I don't know how to go about this programming problem.
Given two integers n and m, how many numbers exist such that all numbers have all digits from 0 to n-1 and the difference between two adjacent digits is exactly 1 and the number of digits in the number is atmost 'm'.
What is the best way to solve this problem? Is there a direct mathematical formula?
Edit: The number cannot start with 0.
Example: for n = 3 and m = 6 there are 18 such numbers (210, 2101, 21012, 210121 ... etc)
Update (some people have encountered an ambiguity): All digits from 0 to n-1 must be present.
This Python code computes the answer in O(nm) by keeping track of the numbers ending with a particular digit.

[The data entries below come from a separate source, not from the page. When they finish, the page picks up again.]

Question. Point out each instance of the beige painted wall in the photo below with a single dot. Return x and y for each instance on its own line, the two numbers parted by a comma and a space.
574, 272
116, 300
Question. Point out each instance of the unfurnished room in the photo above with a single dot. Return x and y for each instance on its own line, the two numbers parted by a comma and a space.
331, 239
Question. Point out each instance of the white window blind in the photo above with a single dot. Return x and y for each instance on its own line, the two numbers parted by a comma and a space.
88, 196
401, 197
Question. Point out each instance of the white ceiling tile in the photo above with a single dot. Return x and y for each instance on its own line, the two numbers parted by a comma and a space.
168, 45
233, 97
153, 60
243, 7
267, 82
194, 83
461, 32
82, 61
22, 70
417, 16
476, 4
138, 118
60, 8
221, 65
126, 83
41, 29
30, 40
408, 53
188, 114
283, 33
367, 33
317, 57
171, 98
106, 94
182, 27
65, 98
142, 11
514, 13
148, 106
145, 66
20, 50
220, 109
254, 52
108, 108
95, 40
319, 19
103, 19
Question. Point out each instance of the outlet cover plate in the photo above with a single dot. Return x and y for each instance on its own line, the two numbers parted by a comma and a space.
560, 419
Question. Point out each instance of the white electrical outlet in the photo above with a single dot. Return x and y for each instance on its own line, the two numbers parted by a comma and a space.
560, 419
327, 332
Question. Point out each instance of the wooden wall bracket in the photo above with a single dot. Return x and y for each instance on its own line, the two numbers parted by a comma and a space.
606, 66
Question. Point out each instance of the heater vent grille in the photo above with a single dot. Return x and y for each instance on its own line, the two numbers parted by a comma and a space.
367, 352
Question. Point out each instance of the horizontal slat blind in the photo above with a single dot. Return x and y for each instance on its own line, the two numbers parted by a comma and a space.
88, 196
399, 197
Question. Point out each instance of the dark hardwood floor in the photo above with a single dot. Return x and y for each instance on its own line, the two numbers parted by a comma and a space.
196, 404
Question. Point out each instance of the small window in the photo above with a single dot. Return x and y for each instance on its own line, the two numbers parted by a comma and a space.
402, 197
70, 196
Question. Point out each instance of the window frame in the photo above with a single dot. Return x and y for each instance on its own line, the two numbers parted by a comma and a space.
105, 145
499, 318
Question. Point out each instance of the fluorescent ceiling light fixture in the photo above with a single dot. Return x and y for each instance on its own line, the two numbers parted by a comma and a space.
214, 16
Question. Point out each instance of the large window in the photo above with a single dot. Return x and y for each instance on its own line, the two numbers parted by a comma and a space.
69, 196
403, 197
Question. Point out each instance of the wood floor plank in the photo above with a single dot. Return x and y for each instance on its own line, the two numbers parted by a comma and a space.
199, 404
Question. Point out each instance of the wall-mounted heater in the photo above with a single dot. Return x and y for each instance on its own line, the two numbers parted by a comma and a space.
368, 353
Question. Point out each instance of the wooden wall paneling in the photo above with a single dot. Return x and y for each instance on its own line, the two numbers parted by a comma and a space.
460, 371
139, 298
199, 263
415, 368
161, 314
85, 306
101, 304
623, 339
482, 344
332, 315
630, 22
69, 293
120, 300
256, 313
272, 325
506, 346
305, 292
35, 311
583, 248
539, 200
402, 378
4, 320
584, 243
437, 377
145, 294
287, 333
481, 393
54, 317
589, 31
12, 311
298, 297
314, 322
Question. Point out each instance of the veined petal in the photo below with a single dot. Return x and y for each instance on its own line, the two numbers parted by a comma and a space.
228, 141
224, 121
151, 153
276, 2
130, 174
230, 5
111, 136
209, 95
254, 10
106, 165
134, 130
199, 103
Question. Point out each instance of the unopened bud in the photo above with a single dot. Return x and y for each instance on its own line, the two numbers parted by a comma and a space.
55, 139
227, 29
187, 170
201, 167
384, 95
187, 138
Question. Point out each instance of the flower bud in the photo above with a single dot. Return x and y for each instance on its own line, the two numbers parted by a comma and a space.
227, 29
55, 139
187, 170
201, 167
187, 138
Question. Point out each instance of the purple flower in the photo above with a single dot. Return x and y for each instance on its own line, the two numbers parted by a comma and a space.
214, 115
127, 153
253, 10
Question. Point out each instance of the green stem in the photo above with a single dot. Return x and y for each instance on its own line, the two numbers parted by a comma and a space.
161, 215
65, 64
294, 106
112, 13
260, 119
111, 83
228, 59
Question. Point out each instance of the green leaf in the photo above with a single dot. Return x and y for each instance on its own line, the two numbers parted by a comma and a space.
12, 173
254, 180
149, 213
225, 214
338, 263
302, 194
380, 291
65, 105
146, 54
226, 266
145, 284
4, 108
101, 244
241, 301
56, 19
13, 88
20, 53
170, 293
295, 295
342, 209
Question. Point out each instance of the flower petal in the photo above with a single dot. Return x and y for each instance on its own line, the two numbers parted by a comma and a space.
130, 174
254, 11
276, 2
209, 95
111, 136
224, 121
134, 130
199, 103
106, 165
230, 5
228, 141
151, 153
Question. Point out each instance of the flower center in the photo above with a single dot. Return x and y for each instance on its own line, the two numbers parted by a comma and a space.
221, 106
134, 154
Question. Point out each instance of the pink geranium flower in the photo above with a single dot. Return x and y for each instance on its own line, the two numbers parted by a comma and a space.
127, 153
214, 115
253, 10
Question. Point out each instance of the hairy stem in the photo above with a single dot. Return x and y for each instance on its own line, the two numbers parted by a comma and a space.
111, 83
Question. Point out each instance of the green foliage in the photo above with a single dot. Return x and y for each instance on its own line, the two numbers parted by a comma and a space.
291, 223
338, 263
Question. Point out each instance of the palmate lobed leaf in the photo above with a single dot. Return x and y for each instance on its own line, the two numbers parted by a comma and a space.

Different arrays (A,B,C,D) are used to track numbers that have hit the maximum or minimum of the range.
n=3
m=6
A=[1]*n # Number of ways of being at digit i and never being to min or max
B=[0]*n # number of ways with minimum being observed
C=[0]*n # number of ways with maximum being observed
D=[0]*n # number of ways with both being observed
A[0]=0 # Cannot start with 0
A[n-1]=0 # Have seen max so this 1 moves from A to C
C[n-1]=1 # Have seen max if start with highest digit
t=0
for k in range(m-1):
A2=[0]*n
B2=[0]*n
C2=[0]*n
D2=[0]*n
for i in range(1,n-1):
A2[i]=A[i+1]+A[i-1]
B2[i]=B[i+1]+B[i-1]
C2[i]=C[i+1]+C[i-1]
D2[i]=D[i+1]+D[i-1]
B2[0]=A[1]+B[1]
C2[n-1]=A[n-2]+C[n-2]
D2[0]=C[1]+D[1]
D2[n-1]=B[n-2]+D[n-2]
A=A2
B=B2
C=C2
D=D2
x=sum(d for d in D2)
t+=x
print t